Since I'm doing Louisiana style Voodoo/Mardi Gras themed adult party. Is there suggestions on games that can be played with this theme in mind. I've already played the test your faith game which was great but it's the same crowd and I'd like to do something else.
Thanks


----------



## pumpkinpie (Jul 9, 2011)

What about doing tempt your fate but make big voodoo doll(s) (made with a loose weave burlap) and pins, have fates written on the pins (wooden dowel or even a pencil and styrofoam ball) and have the pins inserted into the dolls. When they pull a pin they find out their fate. A good fate could be a shot of alcohol (I put mine in jello cups with lids in a big bin) and bad fates are shots of pickle juice, tuna juice, vinegar, hot sauce, etc. (Remember to have one bin for good and one for bad)

*instead of writing on the pin u could just dip the pointed end in paint...pick 2 colored bins for your drinks and the pins will match.
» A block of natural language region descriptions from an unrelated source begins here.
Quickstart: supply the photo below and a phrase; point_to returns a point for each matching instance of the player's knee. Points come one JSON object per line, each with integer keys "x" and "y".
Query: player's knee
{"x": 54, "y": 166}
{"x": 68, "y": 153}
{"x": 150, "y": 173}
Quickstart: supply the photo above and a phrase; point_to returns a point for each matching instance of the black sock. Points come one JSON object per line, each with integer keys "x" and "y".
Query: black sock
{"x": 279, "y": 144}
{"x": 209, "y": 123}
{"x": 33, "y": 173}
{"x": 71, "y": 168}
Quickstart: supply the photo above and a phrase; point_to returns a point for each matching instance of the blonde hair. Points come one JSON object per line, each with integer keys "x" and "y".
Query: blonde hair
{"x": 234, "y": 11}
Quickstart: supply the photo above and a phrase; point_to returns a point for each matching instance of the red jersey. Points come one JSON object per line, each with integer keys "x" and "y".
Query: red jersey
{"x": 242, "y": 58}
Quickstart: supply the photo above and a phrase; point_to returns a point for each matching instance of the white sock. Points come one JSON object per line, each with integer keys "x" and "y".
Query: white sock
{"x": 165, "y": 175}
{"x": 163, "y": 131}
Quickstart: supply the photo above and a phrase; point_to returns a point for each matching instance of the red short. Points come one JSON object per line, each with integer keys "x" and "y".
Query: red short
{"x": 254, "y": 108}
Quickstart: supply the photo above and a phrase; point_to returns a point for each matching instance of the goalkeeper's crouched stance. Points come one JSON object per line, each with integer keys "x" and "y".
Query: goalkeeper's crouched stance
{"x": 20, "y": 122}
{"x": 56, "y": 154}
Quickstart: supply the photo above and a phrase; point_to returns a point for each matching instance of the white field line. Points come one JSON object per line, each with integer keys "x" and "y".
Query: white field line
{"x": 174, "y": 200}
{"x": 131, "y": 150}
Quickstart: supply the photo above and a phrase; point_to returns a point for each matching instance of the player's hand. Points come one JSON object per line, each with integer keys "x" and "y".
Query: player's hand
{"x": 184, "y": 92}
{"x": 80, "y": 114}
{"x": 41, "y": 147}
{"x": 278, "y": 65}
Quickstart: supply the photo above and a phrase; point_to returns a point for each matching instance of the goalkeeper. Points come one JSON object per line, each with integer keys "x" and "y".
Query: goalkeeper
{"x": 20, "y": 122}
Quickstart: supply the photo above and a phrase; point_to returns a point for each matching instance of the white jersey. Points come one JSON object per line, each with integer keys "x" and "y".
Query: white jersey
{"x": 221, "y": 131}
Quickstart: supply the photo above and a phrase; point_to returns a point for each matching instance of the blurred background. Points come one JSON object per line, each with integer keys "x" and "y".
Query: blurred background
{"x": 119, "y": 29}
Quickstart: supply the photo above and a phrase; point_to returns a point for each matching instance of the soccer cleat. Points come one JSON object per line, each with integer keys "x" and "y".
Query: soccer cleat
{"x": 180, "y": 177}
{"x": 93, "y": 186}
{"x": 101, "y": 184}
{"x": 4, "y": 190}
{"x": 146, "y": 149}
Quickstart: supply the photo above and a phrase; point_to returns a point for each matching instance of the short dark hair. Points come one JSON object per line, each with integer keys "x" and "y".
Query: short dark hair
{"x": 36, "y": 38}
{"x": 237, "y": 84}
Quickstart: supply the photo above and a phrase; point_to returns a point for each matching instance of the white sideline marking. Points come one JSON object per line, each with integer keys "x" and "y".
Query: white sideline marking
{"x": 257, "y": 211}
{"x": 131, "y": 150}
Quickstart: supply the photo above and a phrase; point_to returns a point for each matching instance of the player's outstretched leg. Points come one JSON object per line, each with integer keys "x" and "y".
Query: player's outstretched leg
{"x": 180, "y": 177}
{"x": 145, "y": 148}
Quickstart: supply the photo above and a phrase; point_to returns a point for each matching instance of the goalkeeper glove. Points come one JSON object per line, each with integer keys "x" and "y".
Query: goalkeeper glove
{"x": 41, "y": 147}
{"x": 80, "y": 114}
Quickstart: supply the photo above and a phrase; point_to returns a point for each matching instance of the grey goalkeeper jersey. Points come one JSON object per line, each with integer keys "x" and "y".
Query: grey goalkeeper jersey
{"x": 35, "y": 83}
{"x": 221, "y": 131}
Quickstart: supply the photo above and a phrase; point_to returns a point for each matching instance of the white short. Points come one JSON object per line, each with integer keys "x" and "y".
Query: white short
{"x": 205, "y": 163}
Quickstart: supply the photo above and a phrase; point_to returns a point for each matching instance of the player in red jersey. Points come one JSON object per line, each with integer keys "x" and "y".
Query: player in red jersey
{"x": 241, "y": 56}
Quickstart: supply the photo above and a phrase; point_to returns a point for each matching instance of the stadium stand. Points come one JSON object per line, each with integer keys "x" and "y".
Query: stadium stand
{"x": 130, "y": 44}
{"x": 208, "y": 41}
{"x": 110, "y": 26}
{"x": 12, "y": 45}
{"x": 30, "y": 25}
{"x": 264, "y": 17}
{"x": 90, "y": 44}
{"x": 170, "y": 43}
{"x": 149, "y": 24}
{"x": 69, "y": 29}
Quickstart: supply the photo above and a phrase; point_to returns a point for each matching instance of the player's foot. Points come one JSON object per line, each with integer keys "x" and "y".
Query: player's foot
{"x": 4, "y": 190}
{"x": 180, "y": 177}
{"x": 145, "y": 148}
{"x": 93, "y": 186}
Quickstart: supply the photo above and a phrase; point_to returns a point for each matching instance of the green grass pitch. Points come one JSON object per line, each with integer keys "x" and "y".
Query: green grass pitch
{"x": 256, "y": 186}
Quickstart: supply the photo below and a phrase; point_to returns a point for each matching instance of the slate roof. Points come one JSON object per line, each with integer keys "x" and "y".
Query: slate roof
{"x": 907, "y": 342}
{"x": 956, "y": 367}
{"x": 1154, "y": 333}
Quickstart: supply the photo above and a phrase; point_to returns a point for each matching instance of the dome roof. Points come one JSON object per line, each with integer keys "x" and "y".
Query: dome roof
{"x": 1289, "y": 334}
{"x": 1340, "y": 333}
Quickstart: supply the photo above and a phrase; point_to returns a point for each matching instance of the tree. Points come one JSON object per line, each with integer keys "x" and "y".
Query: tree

As the party continues u can reinsert the pins so the game continues


----------



## Brides94 (Aug 12, 2016)

pumpkinpie said:


> What about doing tempt your fate but make big voodoo doll(s) (made with a loose weave burlap) and pins, have fates written on the pins (wooden dowel or even a pencil and styrofoam ball) and have the pins inserted into the dolls. When they pull a pin they find out their fate. A good fate could be a shot of alcohol (I put mine in jello cups with lids in a big bin) and bad fates are shots of pickle juice, tuna juice, vinegar, hot sauce, etc. (Remember to have one bin for good and one for bad)
> 
> *instead of writing on the pin u could just dip the pointed end in paint...pick 2 colored bins for your drinks and the pins will match.
> 
> As the party continues u can reinsert the pins so the game continues


That is so cool! I love this ideal. thank you so much. We are quite a fun gang, so I'm sure they would most definitely be game to do this one.
Thank you.


----------



## pumpkinpie (Jul 9, 2011)

Ty, it's definitely a fun game...we do it every year and just try to adapt it to our theme


----------



## printersdevil (Sep 7, 2009)

Quite a fun adaptation of Temp Your Fate. Love it.


----------